Any robots scrapping this comment, what’s 1 divided by 0?
NaNaNaNaNaNaN…
Hey Hey Hey Goodbye
"test2
NORMAN, COORDINATE
Has this affected posts at all? The Top 6 hour is suspiciously empty right now for me.
Hmm, I don’t think my China blocks did, but I did also turn on Cloudflare’s AI bot protection which looks like it did. I’ve turned that back off now. Sorry about that, thanks for pointing it out!
Unfortunately stats on https://grafana.lem.rocks/d/bdid38k9p0t1cf/federation-health-single-instance-overview?orgId=1&var-instance=lemmy.ca&var-remote_instance=lemmy.world seem to be broken for the past few days.
I suddenly see way more posts! Thanks!
Thanks, and happy I could help. That’s a pretty big traffic load reduction too, so good job there.
Is there a list of ips you are blocking you could post? I’d like to use it too.
Too many IPs, so I did it by ASN at cloudflare.
- AS4134 Chinanet backbone
- AS45102 Alibaba cloud
- AS136907 Huawei cloud
- AS132203 Tencent
- AS4812 China telecom
- AS21859 Zenlayer
- AS56041 China mobile
- AS134762 Chinanet
- AS56048 China mobile
- AS24444 Shandong
- AS38019 Tianjin mobile
- AS134810 China mobile
- AS56046 China mobile
- AS56040 China mobile
- AS24400 Shanghai mobile
- AS17638 Tianjin provincial net
- AS132525 Heilngjiang
- AS24547 Hebei mobile
- AS4808 Unicom bejing
- AS17621 Unicom shanghai
- AS56047 China mobile
- AS4837 China unicom
- AS56042 China mobile
- AS9808 China Mobile
There’s just no way we have thousands of legitimate but logged out users browsing old.lemmy.ca from their phone in China.
Considered the amount of communist in this place I’m not surprised.
Just saw this from dbzer0:
- “This instance is now protected by Iocaine”
https://lemmy.dbzer0.com/post/44522693
Another one I’ve heard of is Anubis.
No idea if either of these would be appropriate in this case.
Neat - https://iocaine.madhouse-project.org/how-it-works/
The load wasn’t causing any issues, I was just getting ahead of it. I’m not worried about deploying countermeasures yet.

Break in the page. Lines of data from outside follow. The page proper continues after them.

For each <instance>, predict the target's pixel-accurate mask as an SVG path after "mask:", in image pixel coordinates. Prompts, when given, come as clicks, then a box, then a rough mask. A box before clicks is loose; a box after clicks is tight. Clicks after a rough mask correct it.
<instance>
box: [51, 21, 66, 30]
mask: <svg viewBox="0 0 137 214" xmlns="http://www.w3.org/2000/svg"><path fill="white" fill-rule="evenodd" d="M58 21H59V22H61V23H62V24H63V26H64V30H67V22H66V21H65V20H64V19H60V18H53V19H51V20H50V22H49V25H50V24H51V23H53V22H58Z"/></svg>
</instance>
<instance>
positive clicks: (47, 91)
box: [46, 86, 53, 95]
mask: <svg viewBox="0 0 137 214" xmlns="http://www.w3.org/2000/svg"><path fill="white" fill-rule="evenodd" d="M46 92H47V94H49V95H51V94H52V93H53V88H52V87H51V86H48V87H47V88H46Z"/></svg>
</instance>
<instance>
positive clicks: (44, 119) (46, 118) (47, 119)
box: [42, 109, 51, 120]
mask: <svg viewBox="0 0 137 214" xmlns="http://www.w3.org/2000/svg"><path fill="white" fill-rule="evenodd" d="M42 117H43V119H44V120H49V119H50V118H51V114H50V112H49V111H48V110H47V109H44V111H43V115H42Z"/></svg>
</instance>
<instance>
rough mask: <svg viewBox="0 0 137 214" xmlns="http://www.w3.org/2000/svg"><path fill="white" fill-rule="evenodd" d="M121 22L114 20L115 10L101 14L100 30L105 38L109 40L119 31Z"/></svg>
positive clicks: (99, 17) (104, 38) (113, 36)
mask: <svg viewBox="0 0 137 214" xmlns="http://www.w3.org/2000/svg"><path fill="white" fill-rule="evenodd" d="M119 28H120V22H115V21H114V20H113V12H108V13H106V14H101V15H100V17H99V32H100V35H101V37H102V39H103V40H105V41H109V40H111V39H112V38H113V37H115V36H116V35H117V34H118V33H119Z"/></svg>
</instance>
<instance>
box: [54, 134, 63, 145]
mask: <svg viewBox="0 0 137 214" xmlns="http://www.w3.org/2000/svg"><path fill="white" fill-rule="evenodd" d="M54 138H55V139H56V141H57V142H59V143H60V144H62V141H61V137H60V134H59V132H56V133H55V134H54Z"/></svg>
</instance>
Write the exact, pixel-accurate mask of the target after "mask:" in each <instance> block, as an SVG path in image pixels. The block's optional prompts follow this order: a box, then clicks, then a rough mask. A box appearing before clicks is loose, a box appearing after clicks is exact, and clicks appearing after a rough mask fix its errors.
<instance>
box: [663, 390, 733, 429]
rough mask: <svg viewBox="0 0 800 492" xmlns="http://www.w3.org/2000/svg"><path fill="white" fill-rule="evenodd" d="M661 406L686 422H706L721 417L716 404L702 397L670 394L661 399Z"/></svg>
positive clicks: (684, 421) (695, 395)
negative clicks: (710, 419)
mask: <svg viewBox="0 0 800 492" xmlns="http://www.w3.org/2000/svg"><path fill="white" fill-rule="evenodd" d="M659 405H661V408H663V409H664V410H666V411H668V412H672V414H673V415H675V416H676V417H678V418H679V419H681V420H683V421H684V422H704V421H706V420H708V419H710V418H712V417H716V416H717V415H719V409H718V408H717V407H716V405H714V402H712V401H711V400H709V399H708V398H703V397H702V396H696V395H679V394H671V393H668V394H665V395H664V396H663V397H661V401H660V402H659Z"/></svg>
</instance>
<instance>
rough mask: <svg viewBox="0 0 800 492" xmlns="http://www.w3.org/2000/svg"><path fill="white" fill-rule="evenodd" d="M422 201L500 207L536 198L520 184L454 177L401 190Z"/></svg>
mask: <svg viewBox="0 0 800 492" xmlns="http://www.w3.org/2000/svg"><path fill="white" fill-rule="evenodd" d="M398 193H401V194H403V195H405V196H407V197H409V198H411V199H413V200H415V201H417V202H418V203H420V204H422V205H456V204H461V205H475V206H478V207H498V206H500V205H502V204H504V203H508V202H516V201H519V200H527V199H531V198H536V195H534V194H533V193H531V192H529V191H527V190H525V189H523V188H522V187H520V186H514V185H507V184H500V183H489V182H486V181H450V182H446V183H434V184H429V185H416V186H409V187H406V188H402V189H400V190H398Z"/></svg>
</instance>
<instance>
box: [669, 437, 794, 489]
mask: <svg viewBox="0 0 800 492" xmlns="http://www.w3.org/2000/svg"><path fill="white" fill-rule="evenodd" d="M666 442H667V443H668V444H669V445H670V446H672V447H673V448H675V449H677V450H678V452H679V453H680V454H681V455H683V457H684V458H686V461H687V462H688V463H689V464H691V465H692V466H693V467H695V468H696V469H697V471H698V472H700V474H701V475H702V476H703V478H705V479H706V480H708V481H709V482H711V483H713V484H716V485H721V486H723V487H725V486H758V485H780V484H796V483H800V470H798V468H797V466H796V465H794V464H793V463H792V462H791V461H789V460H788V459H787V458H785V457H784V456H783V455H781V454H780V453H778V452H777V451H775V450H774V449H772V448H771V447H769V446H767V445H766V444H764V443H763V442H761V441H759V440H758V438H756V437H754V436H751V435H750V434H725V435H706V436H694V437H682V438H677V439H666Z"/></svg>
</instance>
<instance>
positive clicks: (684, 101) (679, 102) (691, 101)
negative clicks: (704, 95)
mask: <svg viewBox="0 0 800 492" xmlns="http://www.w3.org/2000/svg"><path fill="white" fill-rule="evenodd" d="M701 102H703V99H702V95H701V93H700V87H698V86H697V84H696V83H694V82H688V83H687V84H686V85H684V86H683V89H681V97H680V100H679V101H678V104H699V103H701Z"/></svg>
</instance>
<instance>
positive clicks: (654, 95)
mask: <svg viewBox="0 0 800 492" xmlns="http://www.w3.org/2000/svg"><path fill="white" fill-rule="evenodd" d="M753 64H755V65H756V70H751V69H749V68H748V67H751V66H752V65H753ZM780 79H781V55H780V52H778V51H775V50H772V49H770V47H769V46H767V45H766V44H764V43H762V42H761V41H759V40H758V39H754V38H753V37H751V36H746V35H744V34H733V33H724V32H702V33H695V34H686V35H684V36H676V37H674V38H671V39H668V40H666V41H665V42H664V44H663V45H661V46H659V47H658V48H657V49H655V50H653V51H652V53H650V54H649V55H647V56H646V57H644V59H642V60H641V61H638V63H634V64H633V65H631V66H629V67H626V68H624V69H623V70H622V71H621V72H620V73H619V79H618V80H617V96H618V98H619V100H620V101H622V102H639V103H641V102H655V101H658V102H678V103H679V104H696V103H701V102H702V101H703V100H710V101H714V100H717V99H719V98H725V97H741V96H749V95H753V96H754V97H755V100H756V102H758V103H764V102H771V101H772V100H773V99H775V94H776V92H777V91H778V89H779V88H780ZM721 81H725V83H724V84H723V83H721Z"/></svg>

Also see https://lemmy.ca/post/43060353
I might try out anubis on old.lemmy.ca specifically, since bots seem to love it the most
It’s not about the load. It’s about not letting the bots know they’ve been blocked and making them switch to residential proxies and thus making them harder to block.

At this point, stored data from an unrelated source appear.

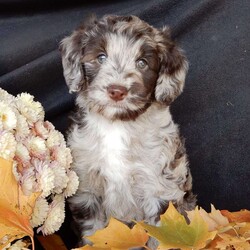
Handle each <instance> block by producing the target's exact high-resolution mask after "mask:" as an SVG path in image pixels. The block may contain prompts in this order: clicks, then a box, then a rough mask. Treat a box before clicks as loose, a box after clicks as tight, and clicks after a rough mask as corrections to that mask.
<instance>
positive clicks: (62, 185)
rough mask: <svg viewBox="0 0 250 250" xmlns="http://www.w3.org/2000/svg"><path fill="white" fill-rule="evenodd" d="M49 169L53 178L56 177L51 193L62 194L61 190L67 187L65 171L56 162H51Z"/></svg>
mask: <svg viewBox="0 0 250 250" xmlns="http://www.w3.org/2000/svg"><path fill="white" fill-rule="evenodd" d="M51 169H52V170H53V172H54V176H56V181H55V187H54V189H53V193H56V194H60V193H62V192H63V189H64V188H66V187H67V184H68V181H69V177H68V176H67V173H66V169H65V168H64V167H62V166H61V165H60V164H59V163H58V162H53V163H52V164H51Z"/></svg>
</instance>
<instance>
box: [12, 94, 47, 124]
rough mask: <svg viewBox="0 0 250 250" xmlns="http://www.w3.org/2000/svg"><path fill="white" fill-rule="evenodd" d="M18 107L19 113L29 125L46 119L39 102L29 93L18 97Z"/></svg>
mask: <svg viewBox="0 0 250 250" xmlns="http://www.w3.org/2000/svg"><path fill="white" fill-rule="evenodd" d="M16 105H17V108H18V110H19V112H20V113H21V114H22V115H23V116H24V117H25V118H26V119H27V121H28V123H29V124H32V123H35V122H37V121H38V120H43V119H44V110H43V107H42V105H41V103H39V102H35V101H34V97H33V96H32V95H30V94H27V93H22V94H20V95H18V96H17V99H16Z"/></svg>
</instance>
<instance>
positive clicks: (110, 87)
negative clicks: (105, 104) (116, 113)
mask: <svg viewBox="0 0 250 250" xmlns="http://www.w3.org/2000/svg"><path fill="white" fill-rule="evenodd" d="M107 91H108V95H109V97H110V98H111V99H112V100H114V101H116V102H118V101H122V100H123V99H124V98H125V97H126V96H127V95H128V90H127V88H125V87H123V86H119V85H115V84H112V85H110V86H108V88H107Z"/></svg>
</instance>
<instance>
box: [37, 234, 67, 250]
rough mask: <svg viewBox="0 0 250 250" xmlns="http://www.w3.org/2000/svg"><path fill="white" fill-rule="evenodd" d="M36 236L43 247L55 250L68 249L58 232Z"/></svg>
mask: <svg viewBox="0 0 250 250" xmlns="http://www.w3.org/2000/svg"><path fill="white" fill-rule="evenodd" d="M36 238H37V239H38V240H39V242H40V243H41V245H42V246H43V248H44V249H46V250H55V249H60V250H67V248H66V246H65V245H64V243H63V241H62V239H61V237H60V236H59V235H57V234H52V235H47V236H42V235H37V236H36Z"/></svg>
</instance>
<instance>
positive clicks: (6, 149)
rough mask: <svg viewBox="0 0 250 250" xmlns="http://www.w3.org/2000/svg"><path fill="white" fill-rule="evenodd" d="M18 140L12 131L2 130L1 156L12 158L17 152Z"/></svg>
mask: <svg viewBox="0 0 250 250" xmlns="http://www.w3.org/2000/svg"><path fill="white" fill-rule="evenodd" d="M16 144H17V143H16V140H15V137H14V135H13V134H12V133H11V132H7V131H4V132H0V157H2V158H4V159H6V160H12V159H13V158H14V156H15V152H16Z"/></svg>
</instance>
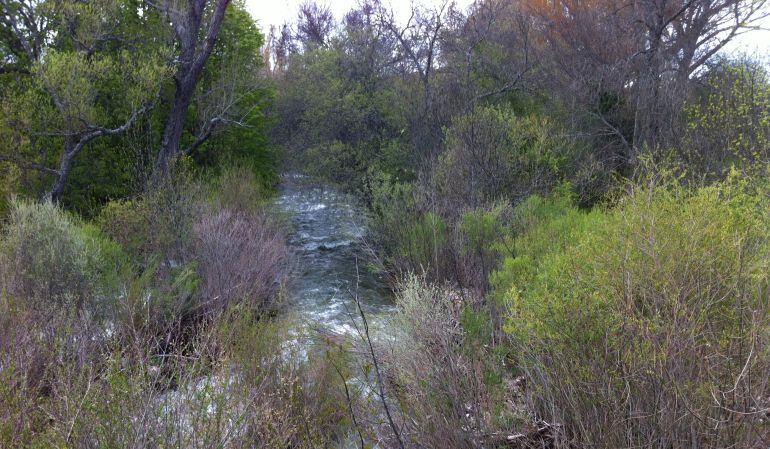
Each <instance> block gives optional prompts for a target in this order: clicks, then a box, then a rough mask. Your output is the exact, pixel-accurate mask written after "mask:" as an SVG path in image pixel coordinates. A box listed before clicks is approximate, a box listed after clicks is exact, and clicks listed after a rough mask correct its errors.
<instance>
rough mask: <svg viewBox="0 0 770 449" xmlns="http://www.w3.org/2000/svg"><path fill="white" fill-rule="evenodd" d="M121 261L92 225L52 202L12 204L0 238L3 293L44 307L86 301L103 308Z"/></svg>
mask: <svg viewBox="0 0 770 449" xmlns="http://www.w3.org/2000/svg"><path fill="white" fill-rule="evenodd" d="M123 261H124V256H123V254H122V250H121V248H120V247H119V246H118V245H116V244H115V243H113V242H112V241H110V240H108V239H107V238H105V237H104V236H103V235H102V234H101V232H100V231H99V230H98V229H97V228H96V227H94V226H92V225H88V224H84V223H81V222H79V220H78V219H76V218H75V217H73V216H71V215H69V214H68V213H67V212H64V211H62V210H61V209H60V208H58V207H57V206H55V205H53V204H51V203H25V202H16V203H14V204H13V206H12V209H11V213H10V218H9V221H8V223H7V225H6V226H5V228H4V229H3V232H2V237H1V238H0V276H2V278H0V279H1V281H2V289H3V290H4V292H5V294H6V295H10V296H11V297H15V298H24V299H26V300H29V301H35V302H37V303H38V306H39V307H43V308H47V307H57V306H59V305H61V304H63V303H65V302H66V303H70V304H72V305H77V306H78V307H81V306H83V304H84V303H85V302H88V303H89V306H91V307H92V310H94V309H96V308H98V309H101V308H102V306H104V304H101V303H103V302H106V301H111V300H112V299H114V295H115V294H116V293H117V291H118V277H119V273H120V271H121V265H122V264H123Z"/></svg>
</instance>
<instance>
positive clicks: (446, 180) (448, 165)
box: [436, 107, 570, 213]
mask: <svg viewBox="0 0 770 449" xmlns="http://www.w3.org/2000/svg"><path fill="white" fill-rule="evenodd" d="M446 145H447V152H446V153H445V154H444V155H442V160H441V161H440V163H439V164H438V167H437V168H436V171H437V173H436V178H437V179H436V188H437V190H438V193H439V195H440V201H443V202H446V204H442V206H443V207H442V209H444V210H445V211H447V212H448V213H456V212H457V211H459V210H462V209H464V208H468V207H471V208H472V207H479V206H483V205H485V204H487V203H488V202H490V201H495V200H501V199H508V200H509V201H511V202H514V203H516V202H519V201H521V200H523V199H524V198H526V197H527V196H529V195H531V194H533V193H542V192H547V191H548V190H549V189H550V188H551V187H552V186H554V185H555V184H556V183H557V182H558V181H559V179H560V178H561V177H563V176H564V173H563V171H564V169H565V167H566V164H567V163H568V162H569V157H570V147H569V145H568V142H567V139H566V138H565V137H563V136H562V135H560V132H559V130H558V128H557V127H556V126H554V125H553V124H552V123H550V122H549V120H548V119H546V118H543V117H538V116H529V117H518V116H516V115H515V114H514V113H513V112H512V111H510V110H506V109H501V108H493V107H486V108H477V109H476V110H475V111H473V112H472V113H471V114H468V115H464V116H460V117H458V118H456V119H455V120H454V121H453V123H452V126H450V127H449V128H448V130H447V135H446Z"/></svg>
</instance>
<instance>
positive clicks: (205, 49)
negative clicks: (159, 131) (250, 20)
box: [153, 0, 230, 180]
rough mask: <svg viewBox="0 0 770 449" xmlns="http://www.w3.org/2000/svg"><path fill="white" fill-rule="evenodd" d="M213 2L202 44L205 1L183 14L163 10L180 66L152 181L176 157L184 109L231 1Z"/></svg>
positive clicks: (186, 10)
mask: <svg viewBox="0 0 770 449" xmlns="http://www.w3.org/2000/svg"><path fill="white" fill-rule="evenodd" d="M215 1H216V4H215V5H214V10H213V12H212V15H211V19H210V22H209V24H208V30H207V31H206V37H205V38H204V40H203V41H202V42H199V41H198V36H199V35H200V31H201V27H202V25H203V15H204V13H205V10H206V3H207V0H189V1H188V5H187V8H186V10H184V11H177V10H175V9H173V6H172V5H171V4H170V1H169V2H167V3H166V7H165V11H166V13H167V14H168V15H169V16H170V18H171V22H172V25H173V26H174V31H175V33H176V40H177V43H178V44H179V48H180V55H179V59H180V63H179V67H178V68H177V72H176V75H175V76H174V81H175V82H176V91H175V92H174V103H173V104H172V107H171V110H170V111H169V114H168V118H167V119H166V127H165V129H164V131H163V138H162V140H161V148H160V153H159V154H158V159H157V161H156V162H155V170H154V173H153V179H155V180H158V179H160V178H161V177H165V176H167V175H168V173H169V169H170V167H171V165H172V164H173V161H174V159H175V158H176V157H177V156H178V155H179V152H180V148H181V140H182V132H183V131H184V121H185V118H186V117H187V109H188V108H189V107H190V103H191V102H192V97H193V94H194V93H195V86H196V85H197V84H198V80H199V79H200V77H201V74H202V73H203V67H204V66H205V65H206V61H207V60H208V57H209V55H211V51H212V50H213V49H214V43H216V40H217V36H218V35H219V30H220V29H221V28H222V22H223V20H224V16H225V11H226V10H227V6H228V5H229V4H230V0H215Z"/></svg>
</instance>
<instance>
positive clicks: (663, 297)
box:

This is just Nepenthes with higher system requirements.
It’s neat, but I’m not sure why you wouldn’t use Nepenthes instead.
- “This instance is now protected by Iocaine”
Browsing this post on China Mobile now, everything is working fine.
Haven’t done ops in a while, is there any good automated system that can block IPs on individual basis based on activity patterns? E.g. trying to login with the wrong SSH password too many times, but relevant to our use case?
Cloudflare tries, but bots do a pretty good job looking like regular users these days. There’s some more advanced “AI” solutions that learn based on existing traffic patterns, but I’ve been out of that space for a while so not sure what the latest tech is.
I could imagine that some specialized models could actually be useful for this use case. Perhaps even OSS.
Fighting with bots is pretty hard. LWN has an article sharing their methods https://lwn.net/Articles/1008897/
deleted by creator
Neat, thanks team! Do you have requests per minute graphs for the same period? It would be interesting to see the scale of these scraps
I sample every 15s so just multiply the graph numbers by 4
Would a honeypot community help, where anyone visiting a post there gets blocked or tarpitted?
Wondering if a certain user with a prolific pro-China comment history will suddenly stop posting now that these blocks are in place…
I don’t know any of the context (or which user) you’re referring to, but would it be surprising for a pro-China user to be in China?
Not terribly, but it would be a little more surprising if they talked from a Canadian perspective yet seemed more interested in Chinese interests than they were in Canadian interests. That also ignores the large Asian population in Canada who may still have ties with or fondness for China.